Wow. Marian obtains coffee and a sandwich and will treat herself to a sweet pastry, and then - yeah, okay, if there's room at the table then she would rather sit with Lucy and hopefully get introduced to her tablemates rather than go forge forth and try to brazenly insert herself at a table and meet people on her own like she's the new kid at a high school. Also, anyone sitting with Lucy is probably at least slightly filtered for being normal about newcomers to the town.

She'll sidle over with her food and give Lucy a little questioning wave? 

Permalink

She smiles back, and once the guy beside her finishes talking, says, "Here she is. Hey Marian, good to see you're still with us. This is Paul, one of our tech guys, and Sarah, from ER." Paul nods to her, and Sarah smiles. "Mal is covering for me, we're gonna swap soon.
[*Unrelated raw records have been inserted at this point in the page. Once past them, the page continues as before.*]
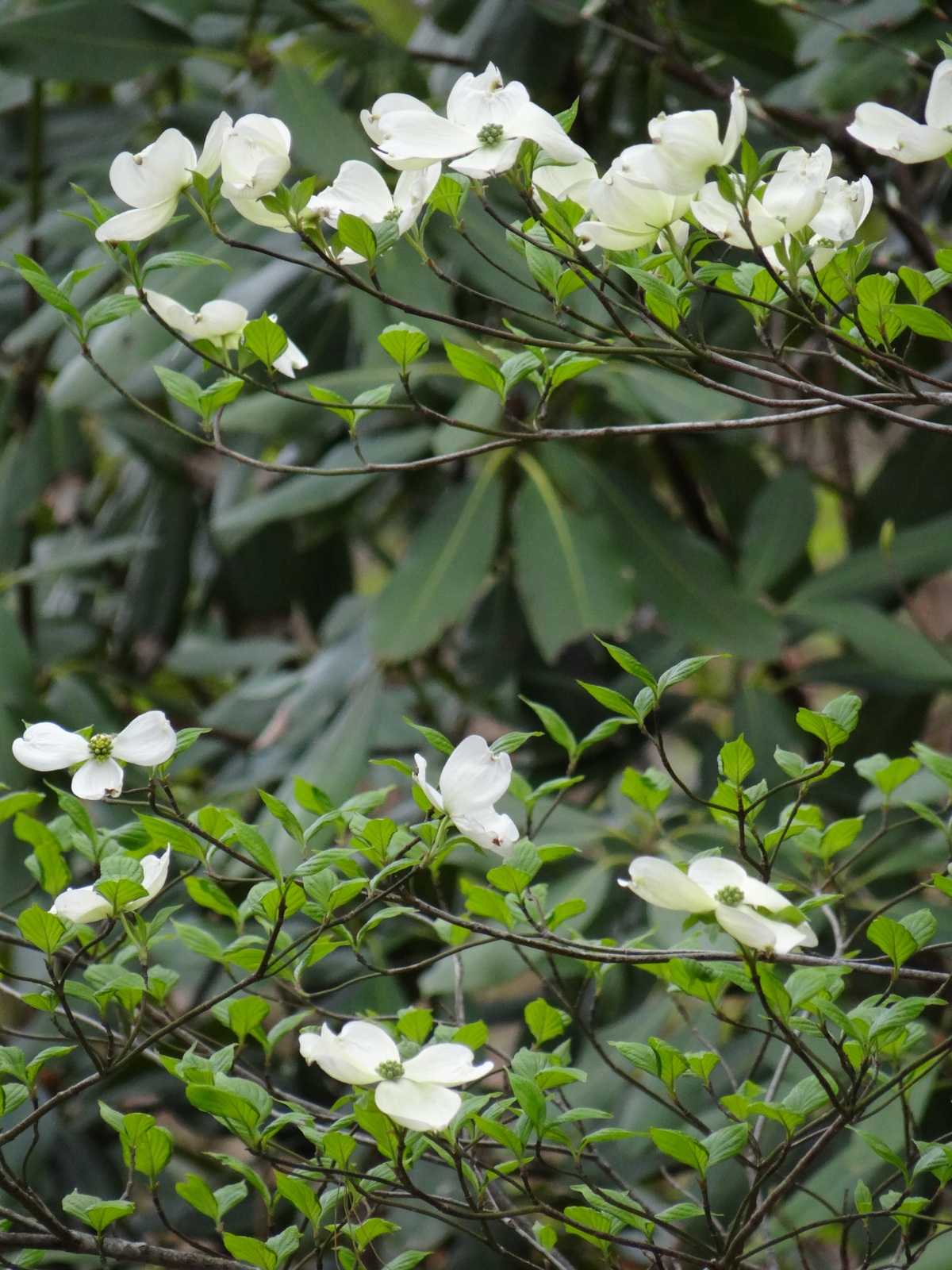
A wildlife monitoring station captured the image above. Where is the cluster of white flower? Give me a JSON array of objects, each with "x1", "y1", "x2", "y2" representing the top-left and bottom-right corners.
[{"x1": 97, "y1": 54, "x2": 952, "y2": 310}]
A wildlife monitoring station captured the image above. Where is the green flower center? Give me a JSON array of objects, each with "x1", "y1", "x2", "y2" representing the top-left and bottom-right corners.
[
  {"x1": 476, "y1": 123, "x2": 503, "y2": 146},
  {"x1": 715, "y1": 887, "x2": 744, "y2": 908},
  {"x1": 89, "y1": 732, "x2": 113, "y2": 764}
]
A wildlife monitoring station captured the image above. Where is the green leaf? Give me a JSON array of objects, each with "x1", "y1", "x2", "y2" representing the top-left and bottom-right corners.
[
  {"x1": 850, "y1": 1126, "x2": 909, "y2": 1179},
  {"x1": 428, "y1": 171, "x2": 470, "y2": 222},
  {"x1": 595, "y1": 635, "x2": 658, "y2": 688},
  {"x1": 576, "y1": 679, "x2": 641, "y2": 722},
  {"x1": 227, "y1": 997, "x2": 271, "y2": 1044},
  {"x1": 397, "y1": 1008, "x2": 433, "y2": 1045},
  {"x1": 523, "y1": 997, "x2": 571, "y2": 1045},
  {"x1": 17, "y1": 904, "x2": 76, "y2": 956},
  {"x1": 853, "y1": 754, "x2": 922, "y2": 798},
  {"x1": 717, "y1": 733, "x2": 754, "y2": 787},
  {"x1": 797, "y1": 692, "x2": 862, "y2": 751},
  {"x1": 519, "y1": 697, "x2": 578, "y2": 757},
  {"x1": 370, "y1": 470, "x2": 503, "y2": 662},
  {"x1": 0, "y1": 790, "x2": 44, "y2": 824},
  {"x1": 620, "y1": 767, "x2": 671, "y2": 815},
  {"x1": 649, "y1": 1126, "x2": 711, "y2": 1176},
  {"x1": 186, "y1": 878, "x2": 241, "y2": 926},
  {"x1": 13, "y1": 811, "x2": 71, "y2": 895},
  {"x1": 889, "y1": 305, "x2": 952, "y2": 341},
  {"x1": 703, "y1": 1124, "x2": 750, "y2": 1168},
  {"x1": 338, "y1": 212, "x2": 378, "y2": 262},
  {"x1": 443, "y1": 339, "x2": 506, "y2": 402},
  {"x1": 258, "y1": 790, "x2": 305, "y2": 847},
  {"x1": 241, "y1": 314, "x2": 288, "y2": 372},
  {"x1": 62, "y1": 1190, "x2": 136, "y2": 1234},
  {"x1": 658, "y1": 652, "x2": 725, "y2": 696},
  {"x1": 509, "y1": 1072, "x2": 546, "y2": 1133},
  {"x1": 152, "y1": 366, "x2": 205, "y2": 415},
  {"x1": 377, "y1": 321, "x2": 430, "y2": 375},
  {"x1": 142, "y1": 252, "x2": 231, "y2": 277},
  {"x1": 912, "y1": 741, "x2": 952, "y2": 790},
  {"x1": 83, "y1": 296, "x2": 140, "y2": 330},
  {"x1": 222, "y1": 1230, "x2": 278, "y2": 1270}
]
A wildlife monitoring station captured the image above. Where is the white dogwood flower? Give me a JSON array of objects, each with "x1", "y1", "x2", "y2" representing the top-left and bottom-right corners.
[
  {"x1": 307, "y1": 162, "x2": 440, "y2": 264},
  {"x1": 690, "y1": 176, "x2": 785, "y2": 250},
  {"x1": 810, "y1": 176, "x2": 873, "y2": 259},
  {"x1": 125, "y1": 287, "x2": 248, "y2": 348},
  {"x1": 414, "y1": 737, "x2": 519, "y2": 856},
  {"x1": 49, "y1": 847, "x2": 171, "y2": 925},
  {"x1": 760, "y1": 146, "x2": 833, "y2": 233},
  {"x1": 576, "y1": 165, "x2": 689, "y2": 252},
  {"x1": 125, "y1": 287, "x2": 307, "y2": 379},
  {"x1": 97, "y1": 113, "x2": 231, "y2": 243},
  {"x1": 620, "y1": 80, "x2": 747, "y2": 194},
  {"x1": 220, "y1": 114, "x2": 290, "y2": 201},
  {"x1": 532, "y1": 159, "x2": 598, "y2": 211},
  {"x1": 846, "y1": 60, "x2": 952, "y2": 163},
  {"x1": 13, "y1": 710, "x2": 175, "y2": 802},
  {"x1": 364, "y1": 62, "x2": 588, "y2": 180},
  {"x1": 618, "y1": 856, "x2": 816, "y2": 952},
  {"x1": 300, "y1": 1018, "x2": 493, "y2": 1132},
  {"x1": 268, "y1": 314, "x2": 307, "y2": 379}
]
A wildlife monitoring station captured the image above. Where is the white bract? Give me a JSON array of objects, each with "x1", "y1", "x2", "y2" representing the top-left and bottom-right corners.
[
  {"x1": 414, "y1": 737, "x2": 519, "y2": 856},
  {"x1": 49, "y1": 847, "x2": 171, "y2": 923},
  {"x1": 576, "y1": 160, "x2": 688, "y2": 252},
  {"x1": 13, "y1": 710, "x2": 175, "y2": 802},
  {"x1": 846, "y1": 60, "x2": 952, "y2": 163},
  {"x1": 268, "y1": 314, "x2": 307, "y2": 379},
  {"x1": 195, "y1": 114, "x2": 294, "y2": 233},
  {"x1": 370, "y1": 62, "x2": 588, "y2": 180},
  {"x1": 125, "y1": 287, "x2": 307, "y2": 379},
  {"x1": 532, "y1": 159, "x2": 598, "y2": 211},
  {"x1": 300, "y1": 1020, "x2": 493, "y2": 1132},
  {"x1": 620, "y1": 80, "x2": 747, "y2": 194},
  {"x1": 690, "y1": 146, "x2": 833, "y2": 250},
  {"x1": 125, "y1": 287, "x2": 248, "y2": 348},
  {"x1": 760, "y1": 146, "x2": 833, "y2": 233},
  {"x1": 810, "y1": 176, "x2": 873, "y2": 260},
  {"x1": 307, "y1": 159, "x2": 440, "y2": 264},
  {"x1": 690, "y1": 176, "x2": 785, "y2": 250},
  {"x1": 220, "y1": 114, "x2": 290, "y2": 202},
  {"x1": 618, "y1": 856, "x2": 816, "y2": 952}
]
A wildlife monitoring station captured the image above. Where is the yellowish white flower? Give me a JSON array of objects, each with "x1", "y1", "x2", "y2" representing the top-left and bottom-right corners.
[
  {"x1": 532, "y1": 159, "x2": 598, "y2": 211},
  {"x1": 620, "y1": 80, "x2": 747, "y2": 194},
  {"x1": 49, "y1": 847, "x2": 171, "y2": 925},
  {"x1": 846, "y1": 60, "x2": 952, "y2": 163},
  {"x1": 370, "y1": 62, "x2": 588, "y2": 180},
  {"x1": 97, "y1": 114, "x2": 231, "y2": 243},
  {"x1": 125, "y1": 287, "x2": 248, "y2": 348},
  {"x1": 307, "y1": 159, "x2": 440, "y2": 264},
  {"x1": 300, "y1": 1020, "x2": 493, "y2": 1132},
  {"x1": 13, "y1": 710, "x2": 175, "y2": 802},
  {"x1": 576, "y1": 164, "x2": 689, "y2": 252},
  {"x1": 414, "y1": 737, "x2": 519, "y2": 856},
  {"x1": 618, "y1": 856, "x2": 816, "y2": 952}
]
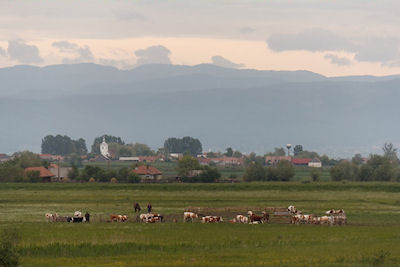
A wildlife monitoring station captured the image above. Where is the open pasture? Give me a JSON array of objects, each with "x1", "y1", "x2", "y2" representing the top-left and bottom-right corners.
[{"x1": 0, "y1": 182, "x2": 400, "y2": 266}]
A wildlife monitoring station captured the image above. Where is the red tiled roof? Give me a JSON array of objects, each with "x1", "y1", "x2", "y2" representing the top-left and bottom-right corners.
[
  {"x1": 24, "y1": 167, "x2": 55, "y2": 177},
  {"x1": 292, "y1": 158, "x2": 312, "y2": 164},
  {"x1": 132, "y1": 165, "x2": 162, "y2": 175}
]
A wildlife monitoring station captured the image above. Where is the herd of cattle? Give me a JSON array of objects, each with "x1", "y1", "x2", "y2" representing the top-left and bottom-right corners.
[
  {"x1": 44, "y1": 211, "x2": 90, "y2": 222},
  {"x1": 45, "y1": 206, "x2": 347, "y2": 225}
]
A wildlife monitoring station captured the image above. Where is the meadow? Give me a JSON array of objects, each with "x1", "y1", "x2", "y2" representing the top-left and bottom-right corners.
[{"x1": 0, "y1": 182, "x2": 400, "y2": 266}]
How was it?"

Permalink

“Hi! Lovely to meet both of you.” She turns back to Lucy. “I think it went well? I kinda had fun, actually. They asked about my worst shift and - I don’t know if you find this too, but I feel like really bad shifts can make great stories after the fact?”

Permalink

"Oh yeah, I think about putting up an anonymous blog sometimes, you know? Sharing the best bits that no one outside a hospital sees." She blows on a spoonful of cheesy soup, then swallows it. "I heard you say a memoir is what got you into all this, what parts made it sound good to you?"

Permalink

“…It was a lot of pieces, I guess?” Marian pauses to take a gulp of her coffee. “If there’s one part that stood out the most, I think it was, like, the teamwork vibe? Everyone just really pulling together to do something ridiculously hard. But it’s also - it seemed like a job that uses all the parts of you more than most jobs? It’s got, like, intellectual puzzles, and having good judgement and intuitions, and social stuff and empathizing with people, and physical tasks and - toughness, being able to just stay on your feet and keep going - I don’t know, I read it and it seemed like it would make me feel really alive. And I was right.”

Permalink

"Huh," Paul says between sandwich bites. "When you put it like that I feel like I should have given it a try. Could use a boost to my general 'aliveness,' I think."
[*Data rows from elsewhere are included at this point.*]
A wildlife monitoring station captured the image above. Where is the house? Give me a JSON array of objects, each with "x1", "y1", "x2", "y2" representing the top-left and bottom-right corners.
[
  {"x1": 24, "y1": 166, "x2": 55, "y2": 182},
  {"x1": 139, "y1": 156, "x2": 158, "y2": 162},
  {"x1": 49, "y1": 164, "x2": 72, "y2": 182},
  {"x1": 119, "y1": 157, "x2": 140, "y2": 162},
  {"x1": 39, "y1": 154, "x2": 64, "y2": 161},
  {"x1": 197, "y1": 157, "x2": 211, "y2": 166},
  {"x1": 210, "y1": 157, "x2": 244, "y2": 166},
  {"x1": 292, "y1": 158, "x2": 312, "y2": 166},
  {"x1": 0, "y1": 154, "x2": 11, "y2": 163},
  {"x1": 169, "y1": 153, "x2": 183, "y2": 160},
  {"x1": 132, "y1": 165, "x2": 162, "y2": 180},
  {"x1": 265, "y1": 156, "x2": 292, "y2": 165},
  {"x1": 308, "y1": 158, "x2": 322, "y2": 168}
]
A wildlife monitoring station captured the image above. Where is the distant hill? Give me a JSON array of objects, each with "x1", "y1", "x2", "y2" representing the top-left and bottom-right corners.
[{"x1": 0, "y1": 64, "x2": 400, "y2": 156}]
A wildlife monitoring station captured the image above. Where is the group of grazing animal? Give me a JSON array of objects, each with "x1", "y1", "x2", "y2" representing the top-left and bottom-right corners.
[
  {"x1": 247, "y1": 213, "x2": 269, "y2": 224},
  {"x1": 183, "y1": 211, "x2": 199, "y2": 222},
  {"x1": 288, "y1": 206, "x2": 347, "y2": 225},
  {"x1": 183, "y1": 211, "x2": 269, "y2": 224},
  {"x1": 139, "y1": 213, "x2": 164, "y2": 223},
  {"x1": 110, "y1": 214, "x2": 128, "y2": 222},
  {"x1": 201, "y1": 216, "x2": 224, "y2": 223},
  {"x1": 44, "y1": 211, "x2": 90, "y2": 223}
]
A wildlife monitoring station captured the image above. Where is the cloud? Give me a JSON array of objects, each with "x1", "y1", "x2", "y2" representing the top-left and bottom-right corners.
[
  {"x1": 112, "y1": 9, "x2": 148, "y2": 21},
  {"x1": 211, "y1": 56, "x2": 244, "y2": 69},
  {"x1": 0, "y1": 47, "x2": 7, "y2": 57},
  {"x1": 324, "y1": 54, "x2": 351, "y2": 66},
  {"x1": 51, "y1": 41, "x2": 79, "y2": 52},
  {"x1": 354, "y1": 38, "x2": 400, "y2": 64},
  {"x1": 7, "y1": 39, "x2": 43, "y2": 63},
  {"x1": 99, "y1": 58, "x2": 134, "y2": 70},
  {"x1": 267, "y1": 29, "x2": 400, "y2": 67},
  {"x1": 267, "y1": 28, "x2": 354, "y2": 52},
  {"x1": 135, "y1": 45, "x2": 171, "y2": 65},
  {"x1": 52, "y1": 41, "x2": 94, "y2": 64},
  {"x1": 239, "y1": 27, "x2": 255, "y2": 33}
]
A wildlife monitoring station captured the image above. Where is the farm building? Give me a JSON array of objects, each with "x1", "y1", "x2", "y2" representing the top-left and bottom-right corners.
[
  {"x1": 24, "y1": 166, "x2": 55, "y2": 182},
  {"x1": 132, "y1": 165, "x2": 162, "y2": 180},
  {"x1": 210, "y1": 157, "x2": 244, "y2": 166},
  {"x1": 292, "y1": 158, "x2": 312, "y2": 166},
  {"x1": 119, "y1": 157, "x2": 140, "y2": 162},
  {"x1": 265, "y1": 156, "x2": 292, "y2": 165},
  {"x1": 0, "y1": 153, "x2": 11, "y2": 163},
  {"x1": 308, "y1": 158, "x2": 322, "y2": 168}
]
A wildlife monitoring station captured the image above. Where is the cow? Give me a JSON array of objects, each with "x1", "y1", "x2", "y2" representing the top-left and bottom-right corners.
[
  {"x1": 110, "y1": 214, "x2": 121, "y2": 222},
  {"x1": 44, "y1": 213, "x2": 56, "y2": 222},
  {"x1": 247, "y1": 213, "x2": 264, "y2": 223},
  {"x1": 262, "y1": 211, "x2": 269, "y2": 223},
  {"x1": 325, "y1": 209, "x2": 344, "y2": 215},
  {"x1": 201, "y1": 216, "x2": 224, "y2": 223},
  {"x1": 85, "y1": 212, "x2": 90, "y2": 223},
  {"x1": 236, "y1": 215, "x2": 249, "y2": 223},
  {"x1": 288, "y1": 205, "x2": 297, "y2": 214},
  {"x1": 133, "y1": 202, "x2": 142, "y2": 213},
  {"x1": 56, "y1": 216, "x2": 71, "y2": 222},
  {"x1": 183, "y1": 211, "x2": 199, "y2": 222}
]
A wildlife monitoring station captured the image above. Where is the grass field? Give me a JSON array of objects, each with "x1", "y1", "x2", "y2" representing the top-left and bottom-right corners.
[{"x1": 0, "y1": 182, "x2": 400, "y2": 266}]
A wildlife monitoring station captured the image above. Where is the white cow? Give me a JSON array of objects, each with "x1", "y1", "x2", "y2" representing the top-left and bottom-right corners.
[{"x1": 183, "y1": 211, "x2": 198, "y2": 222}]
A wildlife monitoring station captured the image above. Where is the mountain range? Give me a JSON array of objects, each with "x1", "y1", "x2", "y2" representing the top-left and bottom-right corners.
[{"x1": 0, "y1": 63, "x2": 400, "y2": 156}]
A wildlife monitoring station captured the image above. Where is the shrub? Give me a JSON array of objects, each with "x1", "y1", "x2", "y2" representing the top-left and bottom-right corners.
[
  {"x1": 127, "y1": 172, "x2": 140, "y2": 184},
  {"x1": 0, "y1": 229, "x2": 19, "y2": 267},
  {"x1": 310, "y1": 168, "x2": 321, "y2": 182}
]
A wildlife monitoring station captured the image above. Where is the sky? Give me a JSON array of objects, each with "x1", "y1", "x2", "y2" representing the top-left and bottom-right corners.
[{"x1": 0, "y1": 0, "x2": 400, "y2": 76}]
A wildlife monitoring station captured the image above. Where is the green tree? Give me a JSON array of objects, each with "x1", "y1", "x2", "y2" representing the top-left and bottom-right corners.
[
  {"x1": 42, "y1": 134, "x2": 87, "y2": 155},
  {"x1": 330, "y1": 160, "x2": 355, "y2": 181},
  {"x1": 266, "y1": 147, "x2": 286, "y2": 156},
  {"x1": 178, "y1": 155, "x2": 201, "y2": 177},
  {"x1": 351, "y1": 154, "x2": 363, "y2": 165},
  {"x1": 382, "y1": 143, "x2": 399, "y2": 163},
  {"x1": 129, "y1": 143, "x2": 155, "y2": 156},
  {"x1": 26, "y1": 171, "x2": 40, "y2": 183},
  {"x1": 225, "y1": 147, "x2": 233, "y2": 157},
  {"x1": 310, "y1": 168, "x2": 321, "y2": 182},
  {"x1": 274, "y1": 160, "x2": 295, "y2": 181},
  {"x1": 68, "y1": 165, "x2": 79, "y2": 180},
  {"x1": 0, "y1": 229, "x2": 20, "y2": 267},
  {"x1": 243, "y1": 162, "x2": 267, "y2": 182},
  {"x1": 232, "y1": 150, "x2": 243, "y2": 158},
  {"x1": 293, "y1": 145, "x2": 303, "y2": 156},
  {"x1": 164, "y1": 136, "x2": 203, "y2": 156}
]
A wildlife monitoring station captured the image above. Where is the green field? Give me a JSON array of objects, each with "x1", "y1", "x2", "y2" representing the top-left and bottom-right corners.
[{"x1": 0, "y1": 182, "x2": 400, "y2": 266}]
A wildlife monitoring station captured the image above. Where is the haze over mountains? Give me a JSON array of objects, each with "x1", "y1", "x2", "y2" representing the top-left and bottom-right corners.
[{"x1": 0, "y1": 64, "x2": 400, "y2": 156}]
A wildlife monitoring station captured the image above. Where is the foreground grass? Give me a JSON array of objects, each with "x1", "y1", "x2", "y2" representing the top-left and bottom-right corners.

"You should have said something sooner, I've got just what you need," Sarah says with a smile.

"Stimulants?"

"Defibrillators."

Permalink

"Feeling alive sounds like a silver lining for how crazy the job can be," Lucy says with a grin. "I like the relaxed days more than the adrenaline pumpers. But I'd probably miss them if things got too easy-going."

Permalink

Marian smiles slightly at the side conversation. "That seems more sensible of you, really. I don't - sometimes I feel weird about how I like the hectic shifts more, you know? Since obviously a relaxed shift means things are going better for the patients? ...I do also like when there's enough time to do a really good job of stuff like baths, I guess. But I'm definitely a bit in it for the adrenaline." 

Permalink

"Oh please tell me you mentioned that during the interview, I bet it would have been a first!"

Permalink

"I don't think I did! I didn't want to, like, sound weird." Though Marian is now struggling slightly to remember exactly what she said and what all the questions were. 

Permalink

"Well, now we know who to blame if things start to get crazy around here," Paul says, and points a finger-gun at her with one hand. "A month of calm shifts and she might turn to a life of crime just to feel alive again."

"You can ignore him," Sarah says to Marian. "He likes to think he's a detective, he'd be thrilled with an actual mystery."

"Hey, there are plenty of actual mysteries around here."

"Fine, a mystery he can solve."

Permalink

Marian resists the urge to protest that she absolutely would not, because it's clearly banter and she's not here to be a killjoy. She's aim for a faintly mysterious smile instead. 

 

...Okay are they sort of acknowledging the thing where this town has a surprising amount of weird going on? Marian should prooobably make some attempt to ask about that even though it feels awkward - what's the least awkward way to ask...

"Ooh, any cool unsolved local mysteries I should know about?"